For juniors specifically, the question of how this change will affect the future college admissions process is still unanswered.

“I think [college applications becoming] test optional may definitely be an alternative given the current situation. I think it will affect us negatively because we are going to have to find other ways to make ourselves stand out. We are the first class that is going to have to deal with this,” Nathan said.

As with everything else related to the response of COVID-19, “the biggest scare is the uncertainty,” Nathan said.

In addition to academic complications, participants in extracurricular activities are now facing disappointment due to event and sport season cancellations.

Sophomore Kelsey Casella is a member of the DGS girls track and field team. As an athlete on this award-winning team, Casella expresses her feelings toward the track season’s cancellation.

“We’ve won track conference for 15 years in a row.
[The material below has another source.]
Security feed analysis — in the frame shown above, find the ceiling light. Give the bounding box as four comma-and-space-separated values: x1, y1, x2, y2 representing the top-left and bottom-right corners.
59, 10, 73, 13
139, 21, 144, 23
I’m really upset about this season being canceled, especially because of our streak, but I know that everyone is in the same boat and we aren’t the only team that has to go through this… I don’t think the cancellation will affect the team long-term because I know a lot of the girls are still super dedicated and most of the team is practicing on their own,” Casella said.

Despite being unable to compete this season, Casella remains optimistic and highlights the perseverance of DGS sports programs.

“I hope DGS sports are able to come back from this situation with the same if not more dedication and that our team can continue our success when we are given the opportunity to compete again. Our coaches talk to us a lot about facing adversity and practicing stoicism, so I know that we can get through this and come back even stronger next season,” Casella said.

Seniors in particular are confronted with the possibility of missing out on pivotal high school memories. Senior David Peter voices his concern for the undetermined fate of prom and graduation.

“It’s kind of scary because prom is most likely going to be cancelled as of now. Worst case scenario is that [graduation] could be cancelled, and that’s definitely a possibility… Graduation is one of the things I’ve been looking forward to since freshman year, and no other class has the possibility of their graduation getting cancelled, so it’s a bummer,” Peter said.

Ultimately, Peter believes the most important concern is our health. He encourages his peers to take this opportunity to practice social distancing and keep in mind those who are at risk.

“My mom is a nurse so she’s definitely going to be working with patients who have the virus, which means I could get it. I know that I’m not at risk, but as a cancer survivor, my mom has underlying health conditions. If I could say one thing to everyone else, it would be to stay inside just for the good of the people who are at risk,” Peter said.